Notably, Team Plan users are excluded from training by default, but individual accounts (again, the ones your employees are using) are not.
By the Numbers: The Scale of Writing Tool Data Exposure
So what is the extent of the problem? What type of sensitive data even goes into these tools? We sliced and diced our AI Usage Index to dive deeper into these trends and discovered a surprisingly high number of exposures across different use cases.
There are 18 AI-powered writing tools that saw sensitive data uploaded into them as part of this research, but Grammarly dominates the usage. Other tools include Quillbot, Wordtune, Rytr, ContentBot, and Sudowrite.
Understanding usage patterns
The solution clearly isn't to ban AI writing tools. Rather, teams need to understand why employees are using them and what problems they're solving. When you discover widespread Grammarly or QuillBot adoption, start by tracking use cases: Are employees polishing customer emails? Drafting marketing copy? Improving technical documentation?
Once you understand the "why," you can make informed decisions about providing enterprise versions with proper data controls or configuring existing solutions to meet those needs.

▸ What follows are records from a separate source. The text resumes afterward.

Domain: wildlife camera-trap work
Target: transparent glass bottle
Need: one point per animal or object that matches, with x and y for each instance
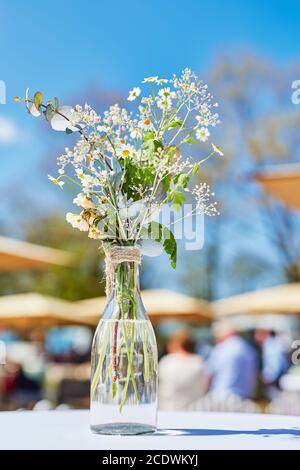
(124, 361)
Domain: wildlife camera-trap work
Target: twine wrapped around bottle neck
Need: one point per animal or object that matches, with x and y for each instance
(115, 256)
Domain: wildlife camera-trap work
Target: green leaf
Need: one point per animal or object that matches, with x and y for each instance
(172, 150)
(155, 229)
(195, 169)
(149, 136)
(182, 180)
(56, 104)
(177, 198)
(176, 123)
(170, 246)
(38, 99)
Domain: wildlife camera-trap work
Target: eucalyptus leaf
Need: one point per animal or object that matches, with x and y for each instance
(170, 246)
(38, 100)
(196, 168)
(176, 123)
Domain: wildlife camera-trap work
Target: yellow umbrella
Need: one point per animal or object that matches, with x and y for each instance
(18, 255)
(160, 305)
(283, 299)
(283, 182)
(24, 311)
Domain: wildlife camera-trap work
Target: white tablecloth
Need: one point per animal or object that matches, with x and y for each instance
(193, 430)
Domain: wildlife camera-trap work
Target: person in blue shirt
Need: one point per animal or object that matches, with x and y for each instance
(274, 360)
(233, 363)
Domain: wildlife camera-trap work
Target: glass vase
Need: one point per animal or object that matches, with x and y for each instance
(124, 360)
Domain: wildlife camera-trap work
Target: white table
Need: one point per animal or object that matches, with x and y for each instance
(193, 430)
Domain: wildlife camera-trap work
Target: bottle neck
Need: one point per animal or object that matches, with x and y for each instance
(126, 280)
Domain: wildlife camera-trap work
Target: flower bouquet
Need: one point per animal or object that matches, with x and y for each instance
(128, 167)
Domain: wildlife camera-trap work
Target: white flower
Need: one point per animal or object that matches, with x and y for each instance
(94, 233)
(135, 133)
(165, 100)
(217, 150)
(134, 93)
(150, 79)
(79, 173)
(202, 134)
(125, 151)
(82, 200)
(56, 181)
(167, 93)
(202, 120)
(145, 123)
(67, 119)
(77, 222)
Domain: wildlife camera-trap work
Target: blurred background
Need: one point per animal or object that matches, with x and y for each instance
(229, 315)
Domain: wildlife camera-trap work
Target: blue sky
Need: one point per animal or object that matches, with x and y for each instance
(65, 47)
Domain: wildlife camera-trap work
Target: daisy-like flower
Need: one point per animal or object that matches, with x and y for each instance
(94, 233)
(202, 134)
(125, 151)
(202, 120)
(56, 181)
(166, 93)
(217, 150)
(135, 133)
(79, 173)
(82, 200)
(145, 123)
(134, 93)
(165, 98)
(150, 79)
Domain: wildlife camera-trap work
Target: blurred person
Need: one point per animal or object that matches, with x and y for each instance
(233, 363)
(182, 376)
(274, 360)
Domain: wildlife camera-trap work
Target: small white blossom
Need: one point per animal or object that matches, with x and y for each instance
(217, 150)
(150, 79)
(202, 134)
(82, 200)
(56, 181)
(77, 221)
(134, 93)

The key is targeted governance based on actual risk. Your marketing team writing blog posts faces different exposure than legal drafting settlements or finance preparing investor memos. Implement department-specific guardrails that allow appropriate AI assistance while protecting sensitive data types: PHI for healthcare, PII for customer service, financial data for accounting, legal content for counsel.
How Harmonic Helps
Harmonic provides the visibility and control needed to govern AI writing tools without blocking productivity. Our platform discovers shadow AI usage across your organization, showing exactly which tools employees are using, what data they're exposing, and why.
With endpoint-native controls, Harmonic analyzes content semantically as it's typed—identifying sensitive data types in real-time before transmission to AI services. This enables contextual policies: marketing can use writing assistants freely while legal and finance get automatic redaction of regulated content.

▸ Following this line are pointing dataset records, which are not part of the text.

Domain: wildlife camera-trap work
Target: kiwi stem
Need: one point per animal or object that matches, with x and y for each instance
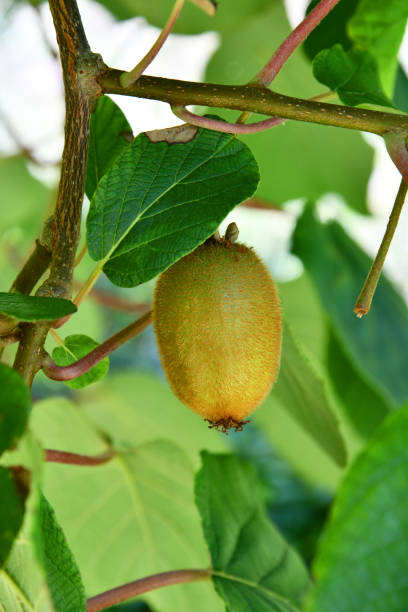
(128, 78)
(54, 456)
(52, 370)
(365, 298)
(133, 589)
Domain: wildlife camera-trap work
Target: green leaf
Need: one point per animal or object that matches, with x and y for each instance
(401, 90)
(230, 13)
(162, 198)
(40, 572)
(377, 343)
(32, 308)
(352, 74)
(332, 30)
(378, 27)
(362, 563)
(298, 509)
(108, 137)
(12, 506)
(326, 159)
(364, 406)
(74, 348)
(135, 514)
(63, 577)
(251, 562)
(15, 403)
(302, 393)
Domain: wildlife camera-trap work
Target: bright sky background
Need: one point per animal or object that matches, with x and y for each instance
(31, 101)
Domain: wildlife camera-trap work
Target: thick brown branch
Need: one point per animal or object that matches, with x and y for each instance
(79, 67)
(253, 99)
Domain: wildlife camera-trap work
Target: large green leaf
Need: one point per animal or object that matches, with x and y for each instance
(332, 30)
(296, 508)
(230, 13)
(377, 343)
(322, 159)
(135, 514)
(109, 134)
(134, 408)
(158, 201)
(15, 403)
(75, 347)
(378, 27)
(301, 391)
(365, 407)
(353, 74)
(12, 506)
(251, 562)
(363, 561)
(33, 308)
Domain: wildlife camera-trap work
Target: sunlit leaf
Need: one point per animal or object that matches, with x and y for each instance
(251, 561)
(362, 562)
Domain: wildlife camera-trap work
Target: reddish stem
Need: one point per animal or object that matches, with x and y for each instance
(132, 589)
(131, 77)
(224, 126)
(291, 43)
(397, 149)
(54, 456)
(52, 370)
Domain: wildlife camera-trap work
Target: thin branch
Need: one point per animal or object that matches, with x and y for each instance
(224, 126)
(233, 128)
(52, 370)
(55, 456)
(255, 99)
(365, 298)
(397, 149)
(128, 78)
(138, 587)
(291, 43)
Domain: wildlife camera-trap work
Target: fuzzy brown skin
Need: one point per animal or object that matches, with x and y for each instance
(218, 324)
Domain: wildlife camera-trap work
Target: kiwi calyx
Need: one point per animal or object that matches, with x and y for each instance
(226, 424)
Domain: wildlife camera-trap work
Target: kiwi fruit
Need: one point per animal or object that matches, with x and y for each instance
(218, 324)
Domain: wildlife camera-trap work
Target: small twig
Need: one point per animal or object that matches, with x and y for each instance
(291, 43)
(115, 302)
(54, 456)
(365, 298)
(128, 78)
(224, 126)
(133, 589)
(255, 99)
(52, 370)
(397, 149)
(233, 128)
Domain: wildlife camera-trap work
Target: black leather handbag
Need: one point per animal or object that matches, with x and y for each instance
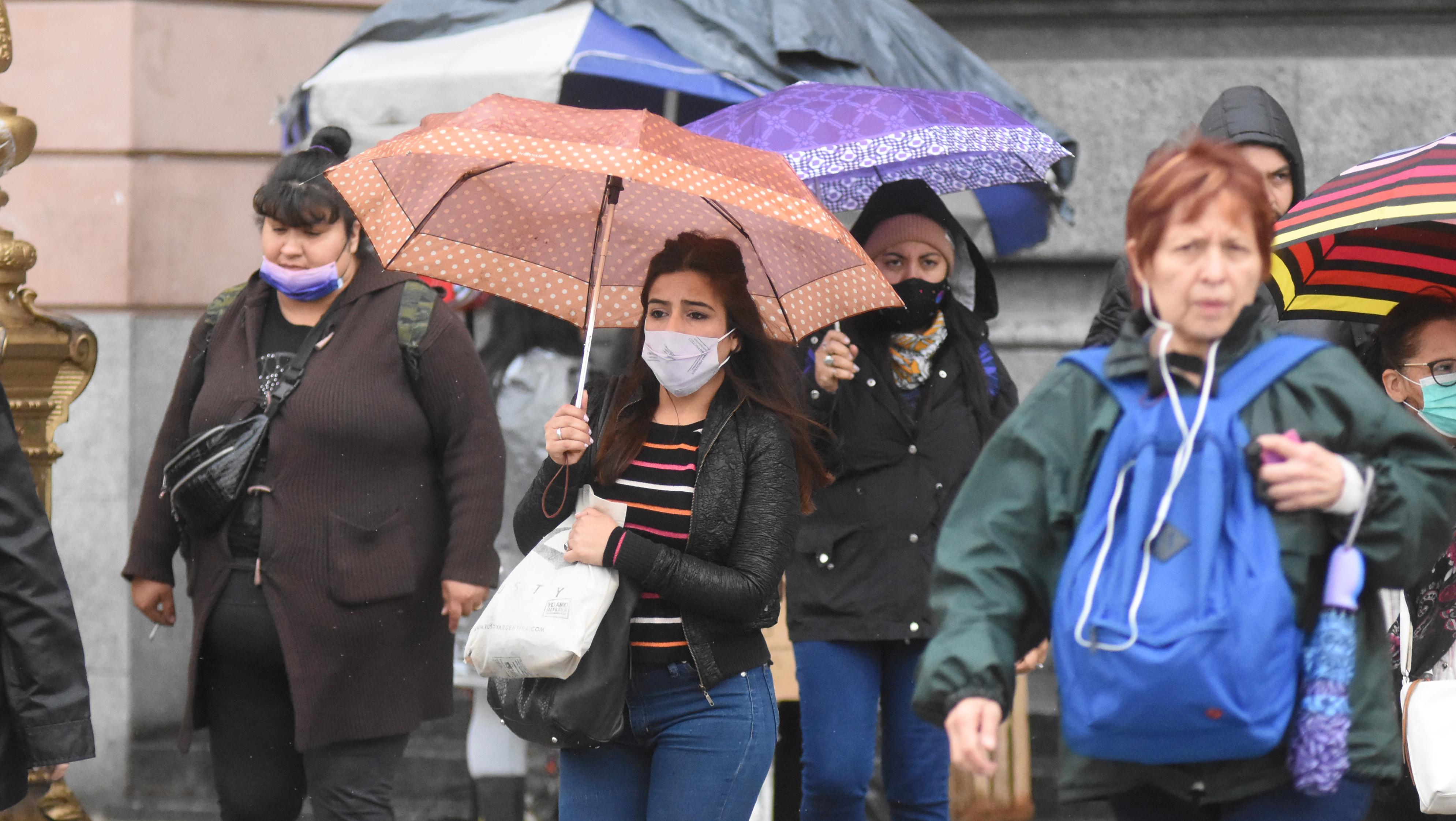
(209, 472)
(587, 709)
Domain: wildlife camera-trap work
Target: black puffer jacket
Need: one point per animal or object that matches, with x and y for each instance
(861, 570)
(1246, 116)
(746, 516)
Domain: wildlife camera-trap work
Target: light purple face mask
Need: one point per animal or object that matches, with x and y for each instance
(306, 286)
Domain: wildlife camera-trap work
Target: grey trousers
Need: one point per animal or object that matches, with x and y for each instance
(258, 773)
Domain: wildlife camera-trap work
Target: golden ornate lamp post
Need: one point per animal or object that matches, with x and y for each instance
(46, 361)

Instead of organization-wide blocking, you get surgical governance: understand usage patterns, provide approved alternatives where justified, and implement smart guardrails that protect what matters.

The Bottom Line
AI writing tools like Grammarly and QuillBot aren't going away. With 79% of writing tool data exposure coming from Grammarly alone, and employees using these tools to solve real productivity problems, you need a strategy that balances enablement with protection.
The path forward starts with visibility into what tools are being used and why, continues with providing approved enterprise alternatives where justified, and ends with smart guardrails that protect sensitive data types for high-risk departments while allowing appropriate use elsewhere. The question isn't whether your employees are using these tools. Instead, it's whether you understand what they're exposing and have the right controls in place.